Editorial de Jacques Cheminade, à paraître dans Nouvelle Solidarité N°4/2017 du 14 juillet 2017. (S"abonner ICI)
L’on peut constater que le président de la République a confié à la droite financière l’ensemble de notre politique économique : Bruno Le Maire au ministère de l’Economie et Gérald Darmanin à celui de l’Action et des Comptes publics. La promotion de ces deux ambitieux est, bien entendu, un message adressé aux marchés financiers et à Bruxelles.
Lors de son récent voyage à New York, Bruno Le Maire s’est présenté comme « Hermès » portant une lettre de « Jupiter » aux principaux dirigeants de ce monde de Wall Street que je dénonce depuis plus de trente ans. Il n’a pas mâché ses mots d’allégeance : « La France a changé, elle vous accueille, n’ayez plus d’inquiétude sur le droit du travail français...n’ayez plus d’inquiétude sur l’instabilité fiscale française. » S’adressant auparavant à des journalistes sur le contenu de son message, Hermès leur avait confié : « Je vais leur dire très simplement que l’ennemi ce n’est pas la finance, c’est le chômage... » On peut traduire par « open bar » pour l’argent-roi et rationnement pour tous les autres.
C’est ce rationnement que Gérald Darmanin se charge d’organiser. Il a annoncé sur France info avoir proposé au Premier ministre « des mesures d’économie dans tous les ministères », à la grande surprise de la ministre de la Culture, Françoise Nyssen, qui croyait avoir obtenu au moins la sanctuarisation de son budget.
Open bar : non seulement les « impatriés » – les salariés et certains dirigeants de sociétés venus travailler en France – seront exonérés d’impôt sur le revenu pendant huit ans sur leur « prime d’impatriation » (en moyenne 30 % de leur salaire), mais, bien plus, seront supprimées les taxes sur les salaires qui frappent les entreprises non assujetties à la TVA, c’est-à-dire principalement... les banques et les assurances !
Bruno Le Maire a également évoqué l’ouverture de classes bilingues pour attirer à Paris les familles de financiers anglophones et même, selon le New York Times, la possibilité d’instaurer un régime juridique particulier en faveur des entreprises qui viendraient à Paris, afin de pouvoir continuer à bénéficier de la protection du droit britannique !
C’est dans ce contexte que s’inscrit la réforme du marché du travail : une vision centrée sur l’individu et la propriété du capital, juges et syndicats étant vus comme des « rigidités » à contourner par l’érosion du Code et des procédures collectives.
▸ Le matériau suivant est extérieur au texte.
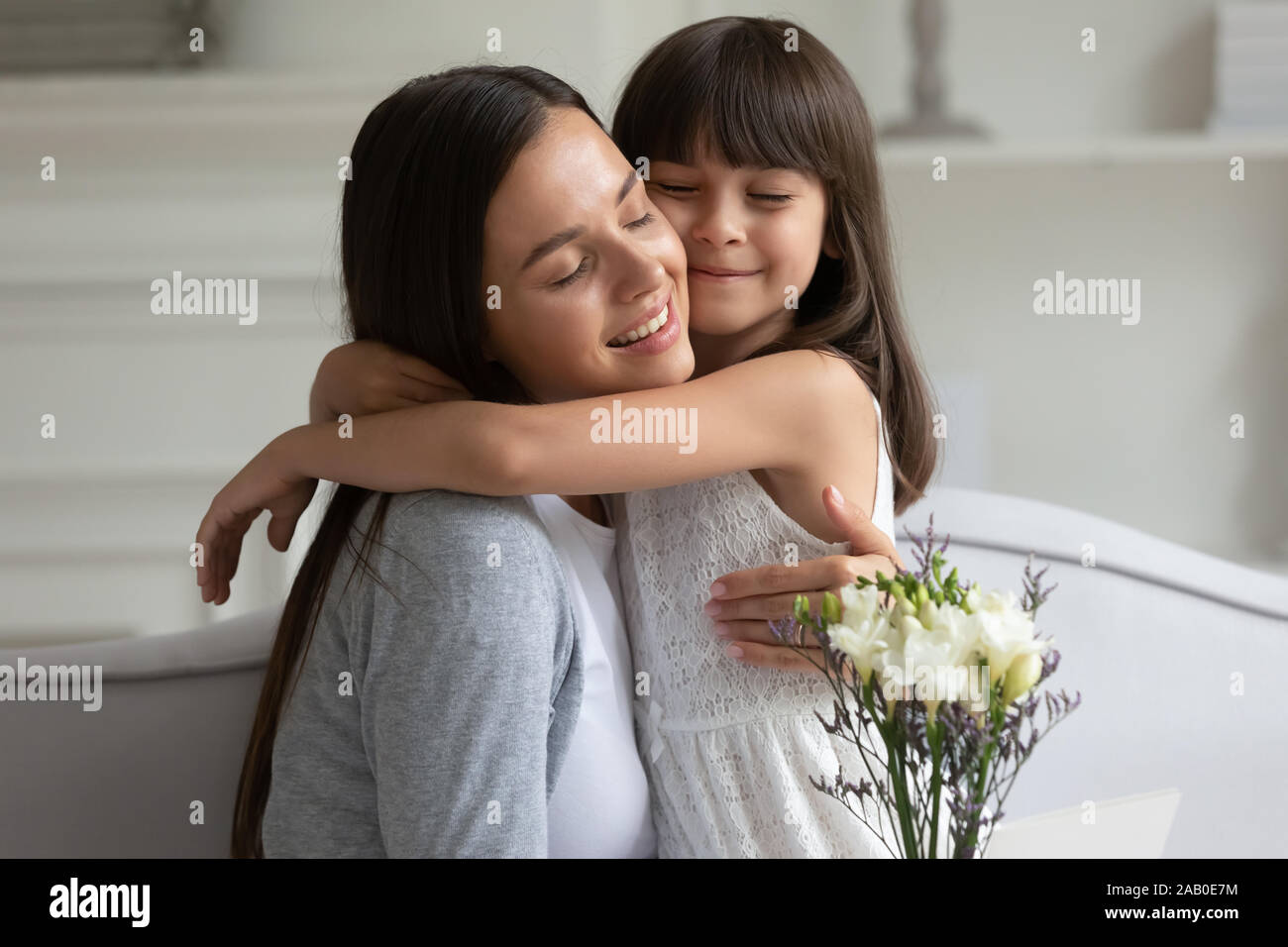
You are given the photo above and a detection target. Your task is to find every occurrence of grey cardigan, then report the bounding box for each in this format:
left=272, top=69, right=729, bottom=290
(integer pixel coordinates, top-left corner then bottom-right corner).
left=263, top=489, right=583, bottom=858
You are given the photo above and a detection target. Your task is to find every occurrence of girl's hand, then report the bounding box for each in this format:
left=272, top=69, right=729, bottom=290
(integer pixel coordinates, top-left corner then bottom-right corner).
left=196, top=437, right=318, bottom=605
left=705, top=487, right=905, bottom=674
left=309, top=339, right=472, bottom=423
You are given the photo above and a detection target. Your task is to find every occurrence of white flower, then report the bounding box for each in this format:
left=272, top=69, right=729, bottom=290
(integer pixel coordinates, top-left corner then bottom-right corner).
left=971, top=590, right=1050, bottom=684
left=827, top=585, right=890, bottom=681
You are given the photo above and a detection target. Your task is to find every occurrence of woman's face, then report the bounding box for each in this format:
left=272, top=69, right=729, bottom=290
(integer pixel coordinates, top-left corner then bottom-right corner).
left=483, top=108, right=693, bottom=402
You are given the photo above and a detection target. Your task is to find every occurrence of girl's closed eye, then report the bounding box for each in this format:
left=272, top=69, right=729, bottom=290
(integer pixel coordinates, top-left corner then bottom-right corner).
left=657, top=181, right=795, bottom=204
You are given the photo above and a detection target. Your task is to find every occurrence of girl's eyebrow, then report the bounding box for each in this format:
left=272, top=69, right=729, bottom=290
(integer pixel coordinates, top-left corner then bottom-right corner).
left=519, top=167, right=639, bottom=273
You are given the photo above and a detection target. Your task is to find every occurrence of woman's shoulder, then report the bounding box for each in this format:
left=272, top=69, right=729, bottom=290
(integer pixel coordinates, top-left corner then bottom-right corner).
left=351, top=489, right=572, bottom=638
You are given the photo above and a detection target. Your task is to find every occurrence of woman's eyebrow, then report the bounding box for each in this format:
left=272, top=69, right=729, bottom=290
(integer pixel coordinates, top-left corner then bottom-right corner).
left=519, top=167, right=639, bottom=273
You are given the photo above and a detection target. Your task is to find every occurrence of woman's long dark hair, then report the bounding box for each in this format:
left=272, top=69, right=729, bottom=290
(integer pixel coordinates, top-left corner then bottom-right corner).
left=613, top=17, right=939, bottom=513
left=232, top=65, right=597, bottom=858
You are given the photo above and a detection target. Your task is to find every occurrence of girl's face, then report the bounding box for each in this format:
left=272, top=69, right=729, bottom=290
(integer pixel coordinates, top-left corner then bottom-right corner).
left=483, top=108, right=693, bottom=402
left=648, top=156, right=840, bottom=342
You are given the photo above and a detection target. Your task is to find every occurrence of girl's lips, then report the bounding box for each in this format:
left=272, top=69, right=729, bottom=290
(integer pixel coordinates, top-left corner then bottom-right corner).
left=690, top=266, right=760, bottom=282
left=608, top=297, right=680, bottom=356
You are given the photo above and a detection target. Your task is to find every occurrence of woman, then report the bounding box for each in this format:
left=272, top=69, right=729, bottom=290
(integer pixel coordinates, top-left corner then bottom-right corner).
left=233, top=67, right=693, bottom=857
left=218, top=58, right=889, bottom=856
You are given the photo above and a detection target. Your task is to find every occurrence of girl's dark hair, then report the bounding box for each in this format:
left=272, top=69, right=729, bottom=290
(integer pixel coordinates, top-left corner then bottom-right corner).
left=613, top=17, right=939, bottom=513
left=232, top=65, right=599, bottom=858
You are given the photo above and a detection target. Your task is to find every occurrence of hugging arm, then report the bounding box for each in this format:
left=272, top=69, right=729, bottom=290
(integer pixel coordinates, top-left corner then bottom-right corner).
left=196, top=351, right=877, bottom=604
left=288, top=351, right=867, bottom=496
left=355, top=493, right=572, bottom=858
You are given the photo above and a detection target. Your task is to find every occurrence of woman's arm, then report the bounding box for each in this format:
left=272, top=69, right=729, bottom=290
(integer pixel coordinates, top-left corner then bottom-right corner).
left=275, top=351, right=871, bottom=496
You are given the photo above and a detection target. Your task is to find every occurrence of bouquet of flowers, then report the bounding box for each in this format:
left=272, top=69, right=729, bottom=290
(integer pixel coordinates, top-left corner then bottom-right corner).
left=774, top=515, right=1082, bottom=858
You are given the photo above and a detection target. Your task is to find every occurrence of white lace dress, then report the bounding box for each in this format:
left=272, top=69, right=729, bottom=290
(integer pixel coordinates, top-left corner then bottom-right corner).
left=615, top=398, right=894, bottom=858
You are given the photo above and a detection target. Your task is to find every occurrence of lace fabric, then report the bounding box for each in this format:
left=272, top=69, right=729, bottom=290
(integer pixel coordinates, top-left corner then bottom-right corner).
left=618, top=399, right=912, bottom=858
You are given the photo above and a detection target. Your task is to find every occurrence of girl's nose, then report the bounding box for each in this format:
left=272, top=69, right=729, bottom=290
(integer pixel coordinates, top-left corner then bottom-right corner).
left=692, top=204, right=747, bottom=246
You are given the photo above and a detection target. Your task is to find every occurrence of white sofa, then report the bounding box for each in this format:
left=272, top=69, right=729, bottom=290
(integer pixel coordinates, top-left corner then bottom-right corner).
left=0, top=487, right=1288, bottom=857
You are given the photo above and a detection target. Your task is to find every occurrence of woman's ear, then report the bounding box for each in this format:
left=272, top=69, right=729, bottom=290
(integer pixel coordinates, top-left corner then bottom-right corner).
left=823, top=227, right=841, bottom=261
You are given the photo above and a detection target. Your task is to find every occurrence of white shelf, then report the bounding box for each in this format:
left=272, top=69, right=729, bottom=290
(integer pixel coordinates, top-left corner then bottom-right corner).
left=877, top=129, right=1288, bottom=170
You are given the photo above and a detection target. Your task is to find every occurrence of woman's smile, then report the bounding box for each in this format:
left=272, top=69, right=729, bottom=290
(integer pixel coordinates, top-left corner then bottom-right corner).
left=608, top=288, right=682, bottom=356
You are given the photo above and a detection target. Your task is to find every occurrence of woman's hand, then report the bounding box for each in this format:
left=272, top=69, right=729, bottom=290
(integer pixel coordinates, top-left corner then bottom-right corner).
left=705, top=487, right=905, bottom=674
left=196, top=432, right=318, bottom=605
left=309, top=339, right=472, bottom=424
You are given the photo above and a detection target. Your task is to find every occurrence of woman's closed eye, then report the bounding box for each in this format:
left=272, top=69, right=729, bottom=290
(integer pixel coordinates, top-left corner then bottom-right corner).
left=551, top=213, right=657, bottom=288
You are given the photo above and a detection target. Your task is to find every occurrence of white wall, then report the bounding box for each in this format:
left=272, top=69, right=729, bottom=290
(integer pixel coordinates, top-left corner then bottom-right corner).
left=0, top=0, right=1288, bottom=640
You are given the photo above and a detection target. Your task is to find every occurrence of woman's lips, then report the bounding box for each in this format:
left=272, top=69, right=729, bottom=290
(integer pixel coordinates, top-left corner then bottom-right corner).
left=690, top=266, right=760, bottom=282
left=608, top=297, right=680, bottom=356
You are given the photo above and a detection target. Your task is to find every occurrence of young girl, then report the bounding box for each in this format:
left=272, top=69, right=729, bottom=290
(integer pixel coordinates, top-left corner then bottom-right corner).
left=197, top=17, right=936, bottom=857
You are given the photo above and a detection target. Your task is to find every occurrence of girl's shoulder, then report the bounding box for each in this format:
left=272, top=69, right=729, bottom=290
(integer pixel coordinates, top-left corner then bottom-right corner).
left=742, top=347, right=875, bottom=406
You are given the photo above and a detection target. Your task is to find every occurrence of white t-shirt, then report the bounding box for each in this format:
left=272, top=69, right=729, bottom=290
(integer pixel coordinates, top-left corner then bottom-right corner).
left=528, top=493, right=657, bottom=858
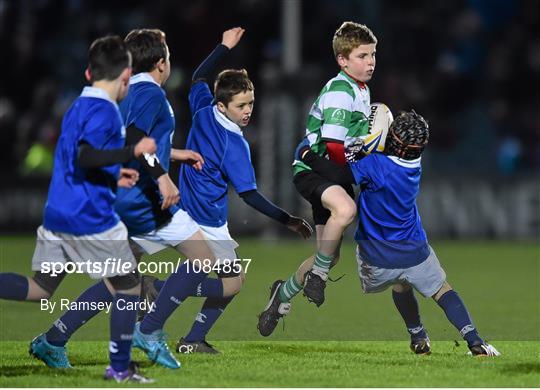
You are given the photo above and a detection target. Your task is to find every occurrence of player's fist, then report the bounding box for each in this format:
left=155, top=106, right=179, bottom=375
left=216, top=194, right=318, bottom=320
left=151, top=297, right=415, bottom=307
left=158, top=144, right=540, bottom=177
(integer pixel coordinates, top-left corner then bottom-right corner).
left=133, top=137, right=157, bottom=157
left=221, top=27, right=246, bottom=49
left=158, top=173, right=180, bottom=210
left=294, top=137, right=311, bottom=161
left=118, top=168, right=139, bottom=188
left=287, top=216, right=313, bottom=238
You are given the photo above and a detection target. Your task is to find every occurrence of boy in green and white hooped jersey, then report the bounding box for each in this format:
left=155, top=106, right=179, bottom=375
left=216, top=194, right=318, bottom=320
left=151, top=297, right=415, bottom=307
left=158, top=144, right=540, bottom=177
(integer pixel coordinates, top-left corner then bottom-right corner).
left=258, top=22, right=377, bottom=336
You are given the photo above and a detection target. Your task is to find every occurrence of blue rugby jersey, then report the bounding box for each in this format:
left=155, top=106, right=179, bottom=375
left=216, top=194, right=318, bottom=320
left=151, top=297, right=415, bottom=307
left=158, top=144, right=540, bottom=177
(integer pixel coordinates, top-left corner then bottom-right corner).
left=179, top=81, right=257, bottom=227
left=115, top=73, right=178, bottom=235
left=350, top=153, right=429, bottom=268
left=43, top=87, right=125, bottom=235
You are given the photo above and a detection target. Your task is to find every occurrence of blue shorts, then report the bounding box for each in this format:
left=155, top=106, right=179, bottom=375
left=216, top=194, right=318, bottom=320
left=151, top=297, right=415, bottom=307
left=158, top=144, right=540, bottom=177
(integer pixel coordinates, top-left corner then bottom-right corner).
left=356, top=246, right=446, bottom=297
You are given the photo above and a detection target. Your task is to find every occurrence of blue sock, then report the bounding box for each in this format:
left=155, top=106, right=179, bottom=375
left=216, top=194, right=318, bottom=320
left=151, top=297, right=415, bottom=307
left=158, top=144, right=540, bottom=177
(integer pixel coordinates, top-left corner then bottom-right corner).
left=437, top=290, right=484, bottom=346
left=140, top=261, right=208, bottom=334
left=109, top=293, right=140, bottom=372
left=392, top=289, right=427, bottom=338
left=184, top=295, right=235, bottom=343
left=154, top=278, right=223, bottom=298
left=0, top=272, right=28, bottom=301
left=45, top=281, right=114, bottom=347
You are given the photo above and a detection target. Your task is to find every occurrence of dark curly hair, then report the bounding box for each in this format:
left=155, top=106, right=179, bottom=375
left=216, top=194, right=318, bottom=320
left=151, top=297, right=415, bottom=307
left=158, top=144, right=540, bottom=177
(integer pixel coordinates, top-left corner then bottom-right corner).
left=384, top=110, right=429, bottom=160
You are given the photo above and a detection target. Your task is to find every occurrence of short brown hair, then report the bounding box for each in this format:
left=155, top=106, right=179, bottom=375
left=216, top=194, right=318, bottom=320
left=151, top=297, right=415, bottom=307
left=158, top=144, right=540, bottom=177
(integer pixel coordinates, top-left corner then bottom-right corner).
left=214, top=69, right=255, bottom=106
left=332, top=22, right=377, bottom=58
left=88, top=35, right=131, bottom=82
left=124, top=28, right=167, bottom=74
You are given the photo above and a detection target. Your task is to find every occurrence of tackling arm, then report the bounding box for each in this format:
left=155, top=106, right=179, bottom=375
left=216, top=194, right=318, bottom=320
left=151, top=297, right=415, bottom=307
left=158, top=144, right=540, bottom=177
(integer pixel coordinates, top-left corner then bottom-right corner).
left=302, top=150, right=356, bottom=185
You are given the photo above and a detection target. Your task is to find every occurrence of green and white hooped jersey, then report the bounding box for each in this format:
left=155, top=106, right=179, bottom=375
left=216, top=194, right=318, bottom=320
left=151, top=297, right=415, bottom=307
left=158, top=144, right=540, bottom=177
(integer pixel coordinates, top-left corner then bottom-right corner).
left=293, top=71, right=370, bottom=175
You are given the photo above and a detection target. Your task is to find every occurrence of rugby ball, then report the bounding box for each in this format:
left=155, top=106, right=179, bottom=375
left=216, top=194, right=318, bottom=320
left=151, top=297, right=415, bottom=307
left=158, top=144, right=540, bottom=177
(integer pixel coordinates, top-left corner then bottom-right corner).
left=362, top=103, right=394, bottom=155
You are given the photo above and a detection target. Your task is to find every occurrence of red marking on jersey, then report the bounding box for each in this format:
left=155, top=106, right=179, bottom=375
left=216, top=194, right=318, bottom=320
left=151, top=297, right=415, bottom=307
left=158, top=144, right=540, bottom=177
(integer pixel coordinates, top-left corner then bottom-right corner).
left=326, top=141, right=347, bottom=165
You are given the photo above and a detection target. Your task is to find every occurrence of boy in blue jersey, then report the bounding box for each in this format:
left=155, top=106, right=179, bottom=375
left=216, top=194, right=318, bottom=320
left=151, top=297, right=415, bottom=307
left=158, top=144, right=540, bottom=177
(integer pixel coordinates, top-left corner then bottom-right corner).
left=0, top=37, right=156, bottom=383
left=284, top=111, right=500, bottom=356
left=24, top=29, right=245, bottom=368
left=167, top=27, right=312, bottom=352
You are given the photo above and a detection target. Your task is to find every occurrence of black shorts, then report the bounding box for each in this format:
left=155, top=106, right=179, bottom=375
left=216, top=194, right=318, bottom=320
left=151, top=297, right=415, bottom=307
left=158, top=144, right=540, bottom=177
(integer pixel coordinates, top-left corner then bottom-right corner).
left=293, top=171, right=354, bottom=225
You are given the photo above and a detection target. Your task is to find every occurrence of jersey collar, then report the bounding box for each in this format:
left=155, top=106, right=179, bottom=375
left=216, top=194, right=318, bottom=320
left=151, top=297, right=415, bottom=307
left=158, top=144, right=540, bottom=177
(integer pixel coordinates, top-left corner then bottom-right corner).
left=213, top=105, right=244, bottom=137
left=339, top=70, right=367, bottom=89
left=129, top=72, right=161, bottom=88
left=386, top=156, right=422, bottom=168
left=81, top=87, right=118, bottom=108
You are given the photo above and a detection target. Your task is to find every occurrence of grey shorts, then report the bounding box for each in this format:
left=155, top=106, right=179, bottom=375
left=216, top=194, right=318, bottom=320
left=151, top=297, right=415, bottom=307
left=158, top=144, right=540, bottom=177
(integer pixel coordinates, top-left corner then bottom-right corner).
left=32, top=222, right=137, bottom=279
left=356, top=246, right=446, bottom=297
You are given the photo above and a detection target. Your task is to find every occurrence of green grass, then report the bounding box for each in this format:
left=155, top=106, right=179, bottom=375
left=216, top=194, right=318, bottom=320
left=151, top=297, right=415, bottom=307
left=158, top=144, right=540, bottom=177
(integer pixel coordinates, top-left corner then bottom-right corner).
left=0, top=237, right=540, bottom=387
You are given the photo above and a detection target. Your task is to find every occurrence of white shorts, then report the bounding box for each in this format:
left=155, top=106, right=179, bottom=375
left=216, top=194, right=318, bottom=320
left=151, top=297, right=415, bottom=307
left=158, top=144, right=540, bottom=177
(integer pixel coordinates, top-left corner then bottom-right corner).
left=130, top=209, right=199, bottom=255
left=356, top=246, right=446, bottom=297
left=200, top=224, right=238, bottom=264
left=32, top=222, right=137, bottom=279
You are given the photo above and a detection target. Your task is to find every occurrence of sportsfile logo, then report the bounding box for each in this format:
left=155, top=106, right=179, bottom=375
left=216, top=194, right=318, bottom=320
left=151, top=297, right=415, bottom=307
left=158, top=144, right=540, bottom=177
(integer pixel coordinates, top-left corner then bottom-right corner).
left=368, top=105, right=377, bottom=129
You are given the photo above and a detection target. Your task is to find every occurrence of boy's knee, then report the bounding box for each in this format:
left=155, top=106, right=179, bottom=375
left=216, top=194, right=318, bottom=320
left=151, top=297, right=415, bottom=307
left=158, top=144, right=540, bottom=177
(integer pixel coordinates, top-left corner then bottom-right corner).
left=432, top=281, right=452, bottom=302
left=392, top=283, right=412, bottom=294
left=221, top=272, right=245, bottom=297
left=106, top=272, right=141, bottom=295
Contrat de chantier visant à éluder le contrôle du juge sur le motif de licenciement et conduisant à la fin du « CDI pour tous », périmètre simplement national justifiant le licenciement économique, référendum d’entreprise à l’initiative du patron, plafonnement des dommages et intérêts pour licenciement abusif, fusion des instances représentatives réduisant le nombre de salariés protégés, autant de mesures s’inscrivant dans la logique suivant laquelle la compétitivité des entreprises et la lutte contre le chômage exigent l’abandon de pans entiers du droit du travail.
C’est ce qu’exigeait la note de JP. Morgan Chase du 28 mai 2013, que j’avais remis en mains propres à M. Macron et qu’il avait alors jugé choquant.
Le président de la République se trompe s’il croit aujourd’hui jouer au plus fin. Non seulement il mène ainsi une politique injuste, qui détruira l’Etat social, mais il se met sous la dépendance constante de la finance qui sapera le fondement même sur lequel repose son pouvoir, comme elle le fit avec François Hollande. Les pompes, les œuvres et les apparences n’y pourront rien changer.
C’est dans ce contexte que la campagne que nous menons pour une véritable séparation bancaire est la première salve de l’indispensable offensive politique pour libérer la France du féodalisme financier. C’est le verrou à faire sauter pour arrêter l’austérité sociale et la régression économique qui nous étranglent. Parler du reste revient à chantonner sur le pont du Titanic sans vraiment inquiéter personne.